Tak ada lagi
perang di Aceh. Semuanya telah berakhir damai, sejak MoU Helsiki disepakati, 15
Agustus 2005 lalu. Kini Aceh sedang membangun rumahnya, masyarakatnya,
ekonominya, sosial budayanya, jalan-jalannya, akses informasinya, syariatnya
dan sederet lainnya yang berarti membuka diri untuk menantang arus globalisasi.
Setelah damai ada, mungkinkah Aceh
seperti Singapura, Malaysia atau Cina yang sudah lebih maju dari Indonesia?
Aceh kini sudah terbuka lebar kepada dunia, siapapun diterima - asal niat dan
tujuannya baik - untuk menginjak tanah Aceh, tanpa perlu khawatir tertembus
peluru dari belakang. Orang Aceh juga sudah bebas bepergian dan pulang sesuka
hati. Artinya, kita tak perlu lagi berdiam diri, keluarlah untuk melihat dunia
dan undanglah tamu untuk membawa dunia ke Aceh. ”Aceh menjadi baru dan maju”.
Namun apa benar seperti itu yang
kemudian terjadi di Aceh? Apakah ada ”api dalam sekam” yang setiap saat muncul
kobaran apinya dan melahap apa saja yang ditemuinya?
Apakah pemimpin yang sekarang
memimpin masyarakat Aceh telah benar-benar menjadi ”pelayan rakyat” atau
”pembantu masyarakat”? Mereka yang terpilih atau mengajukan diri menjadi
pelayan masyarakat, mulai dari pucuk pimpinan Aceh (gubernur dan wakilnya)

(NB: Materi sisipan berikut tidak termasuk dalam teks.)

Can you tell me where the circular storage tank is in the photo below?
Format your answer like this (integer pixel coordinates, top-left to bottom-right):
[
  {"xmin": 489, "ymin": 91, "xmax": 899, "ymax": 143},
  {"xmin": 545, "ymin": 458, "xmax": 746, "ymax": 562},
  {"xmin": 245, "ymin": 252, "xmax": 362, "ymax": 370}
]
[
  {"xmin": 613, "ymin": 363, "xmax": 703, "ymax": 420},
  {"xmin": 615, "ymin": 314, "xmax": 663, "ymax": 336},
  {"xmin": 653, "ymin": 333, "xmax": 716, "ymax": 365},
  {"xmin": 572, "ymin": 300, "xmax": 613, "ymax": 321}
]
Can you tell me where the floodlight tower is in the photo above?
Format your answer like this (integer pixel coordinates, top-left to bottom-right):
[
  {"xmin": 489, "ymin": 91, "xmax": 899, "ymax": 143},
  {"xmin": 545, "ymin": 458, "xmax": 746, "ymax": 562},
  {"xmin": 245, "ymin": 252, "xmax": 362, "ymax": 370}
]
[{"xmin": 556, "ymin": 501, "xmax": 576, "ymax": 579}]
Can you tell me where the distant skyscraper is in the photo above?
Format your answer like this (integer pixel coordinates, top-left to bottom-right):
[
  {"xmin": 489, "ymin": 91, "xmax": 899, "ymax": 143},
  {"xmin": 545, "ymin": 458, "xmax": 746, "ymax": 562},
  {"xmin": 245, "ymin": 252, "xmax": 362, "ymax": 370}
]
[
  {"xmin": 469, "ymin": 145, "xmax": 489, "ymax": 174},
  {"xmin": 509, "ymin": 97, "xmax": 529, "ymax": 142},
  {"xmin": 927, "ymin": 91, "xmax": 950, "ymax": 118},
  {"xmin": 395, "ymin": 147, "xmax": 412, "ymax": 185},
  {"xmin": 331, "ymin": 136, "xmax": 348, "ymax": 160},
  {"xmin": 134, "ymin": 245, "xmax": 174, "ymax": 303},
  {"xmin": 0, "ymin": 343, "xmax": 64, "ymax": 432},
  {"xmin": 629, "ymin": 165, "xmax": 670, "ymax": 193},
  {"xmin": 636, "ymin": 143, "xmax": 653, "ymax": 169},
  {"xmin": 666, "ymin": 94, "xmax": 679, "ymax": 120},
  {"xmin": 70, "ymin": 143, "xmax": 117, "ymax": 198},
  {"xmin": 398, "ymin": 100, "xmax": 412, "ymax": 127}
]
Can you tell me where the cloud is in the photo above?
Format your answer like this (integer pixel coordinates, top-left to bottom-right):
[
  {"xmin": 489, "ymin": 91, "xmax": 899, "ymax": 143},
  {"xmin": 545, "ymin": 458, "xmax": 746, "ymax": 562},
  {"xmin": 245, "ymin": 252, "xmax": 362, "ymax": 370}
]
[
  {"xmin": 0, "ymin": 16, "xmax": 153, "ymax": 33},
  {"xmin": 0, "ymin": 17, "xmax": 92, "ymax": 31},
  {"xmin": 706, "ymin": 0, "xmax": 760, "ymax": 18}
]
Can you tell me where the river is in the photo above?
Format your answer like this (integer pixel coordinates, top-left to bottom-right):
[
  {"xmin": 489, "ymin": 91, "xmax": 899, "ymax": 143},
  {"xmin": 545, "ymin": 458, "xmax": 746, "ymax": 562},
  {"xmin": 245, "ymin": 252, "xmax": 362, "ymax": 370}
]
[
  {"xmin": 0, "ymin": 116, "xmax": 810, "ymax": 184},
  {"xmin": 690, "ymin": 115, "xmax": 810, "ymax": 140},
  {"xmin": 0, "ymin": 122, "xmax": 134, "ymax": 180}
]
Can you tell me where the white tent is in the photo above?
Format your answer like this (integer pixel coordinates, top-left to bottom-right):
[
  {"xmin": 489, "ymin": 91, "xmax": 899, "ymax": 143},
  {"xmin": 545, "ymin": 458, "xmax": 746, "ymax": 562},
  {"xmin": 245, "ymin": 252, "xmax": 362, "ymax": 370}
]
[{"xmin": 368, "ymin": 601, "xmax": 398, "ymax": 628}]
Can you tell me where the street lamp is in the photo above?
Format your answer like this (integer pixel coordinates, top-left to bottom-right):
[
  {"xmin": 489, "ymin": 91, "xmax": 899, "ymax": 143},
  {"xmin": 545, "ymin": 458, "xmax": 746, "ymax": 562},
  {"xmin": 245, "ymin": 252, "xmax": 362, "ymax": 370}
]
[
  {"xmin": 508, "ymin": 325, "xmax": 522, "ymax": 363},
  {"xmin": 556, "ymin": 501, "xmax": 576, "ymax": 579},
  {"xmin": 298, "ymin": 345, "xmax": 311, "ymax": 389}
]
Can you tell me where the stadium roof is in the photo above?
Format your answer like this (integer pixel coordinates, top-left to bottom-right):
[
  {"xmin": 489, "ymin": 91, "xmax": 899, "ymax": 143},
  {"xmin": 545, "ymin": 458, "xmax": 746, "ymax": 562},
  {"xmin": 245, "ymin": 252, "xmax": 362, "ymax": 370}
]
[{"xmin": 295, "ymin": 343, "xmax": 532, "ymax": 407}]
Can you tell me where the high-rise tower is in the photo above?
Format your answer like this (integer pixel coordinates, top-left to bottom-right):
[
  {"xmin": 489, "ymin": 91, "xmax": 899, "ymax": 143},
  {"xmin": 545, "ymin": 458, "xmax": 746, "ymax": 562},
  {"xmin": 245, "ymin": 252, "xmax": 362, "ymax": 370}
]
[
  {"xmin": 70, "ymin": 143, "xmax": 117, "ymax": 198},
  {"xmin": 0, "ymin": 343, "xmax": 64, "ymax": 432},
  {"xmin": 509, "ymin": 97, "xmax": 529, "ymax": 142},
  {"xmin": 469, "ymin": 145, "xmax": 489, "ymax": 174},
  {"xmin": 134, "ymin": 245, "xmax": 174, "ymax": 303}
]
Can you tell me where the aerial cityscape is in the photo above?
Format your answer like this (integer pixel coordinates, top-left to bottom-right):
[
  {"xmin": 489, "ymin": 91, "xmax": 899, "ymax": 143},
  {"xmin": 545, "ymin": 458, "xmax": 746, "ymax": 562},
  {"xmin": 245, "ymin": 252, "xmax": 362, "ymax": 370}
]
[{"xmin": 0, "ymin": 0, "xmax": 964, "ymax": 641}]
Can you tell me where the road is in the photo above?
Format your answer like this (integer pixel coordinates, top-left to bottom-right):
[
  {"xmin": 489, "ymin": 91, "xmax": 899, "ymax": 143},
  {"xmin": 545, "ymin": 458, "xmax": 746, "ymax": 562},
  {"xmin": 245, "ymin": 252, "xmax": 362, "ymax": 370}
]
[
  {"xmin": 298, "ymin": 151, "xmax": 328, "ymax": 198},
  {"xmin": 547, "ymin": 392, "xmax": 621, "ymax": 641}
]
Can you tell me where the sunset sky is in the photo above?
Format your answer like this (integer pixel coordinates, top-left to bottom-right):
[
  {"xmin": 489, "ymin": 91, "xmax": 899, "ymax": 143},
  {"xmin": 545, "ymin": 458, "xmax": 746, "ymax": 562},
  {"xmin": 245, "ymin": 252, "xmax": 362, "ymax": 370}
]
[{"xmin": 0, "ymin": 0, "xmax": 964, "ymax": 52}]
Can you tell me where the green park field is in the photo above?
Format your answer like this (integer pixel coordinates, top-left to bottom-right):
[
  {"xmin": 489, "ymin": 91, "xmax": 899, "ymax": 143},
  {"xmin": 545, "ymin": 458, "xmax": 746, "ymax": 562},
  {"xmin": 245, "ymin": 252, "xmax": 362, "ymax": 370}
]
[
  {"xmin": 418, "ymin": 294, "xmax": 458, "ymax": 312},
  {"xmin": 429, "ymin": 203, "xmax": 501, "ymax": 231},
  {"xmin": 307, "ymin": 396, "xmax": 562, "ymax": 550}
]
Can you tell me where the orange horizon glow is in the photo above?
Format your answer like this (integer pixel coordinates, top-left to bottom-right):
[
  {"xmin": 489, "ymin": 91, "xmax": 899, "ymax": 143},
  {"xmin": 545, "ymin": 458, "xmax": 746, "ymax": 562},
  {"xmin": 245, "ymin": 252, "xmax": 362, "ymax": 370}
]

hingga ke geuchik (kepala desa), apakah sudah merasa dirinya sebagai pelayan
masyarakat? Atau justru yang terjadi adalah para unsur pimpinan di Aceh saat
ini justru malah memposisikan diri sebagai hamba dan pelayan bagi organisasi
yang sudah membesarkan dan mengantarkannya meraih kekuasaan, yakni GAM?
Kalau dugaan-dugaan itu akhirnya
terbukti, maka tidak ada kata dan pilihan lain bagi masyarakat Aceh, kecuali
”selamat datang” kembali ke suasana ketakutan dan keterpurukan, seperti yang
pernah mereka alami berpuluh-puluh tahun lamanya, tempo hari. Sebab, GAM akan
kembali mengobarkan dan memperjuangkan ide kemerdekaannya, terlepas dari rakyat
Aceh setuju ataupun tidak Sehubungan
itu, pasti pemereintah RI, melalui TNI-nya akan meredam aksi GAM yang
mengkhianati kesepakatan damai dan memberontak itu demi tetap tegaknya keutuhan
dan kedaulatan bangsa dan negara Indonesia. Dan yang terjadi sudah dapat
diduga, yakni Aceh kembali membara dan konflik bersenjata akan terulang
kembali.
Apa itu yang kita inginkan? Tentu saja tidak. Kalau begitu, janganlah
saudara-saudaraku warga Aceh mudah termakan berbagai isu yang dapat
memecahbeah dan mengadudomba sesama kita, ”aneuk aceh”, yang berada di bumi
Serambi Mekkah. Ikuti saja himbauan dan
ajakan para pemimpin kita, pemerintah kita, selama apa-apa yang disampaikannya adalah semata-mata demi kemaslahatan umat
dan membawa kesejahteraan bagi segenap rakyat Aceh.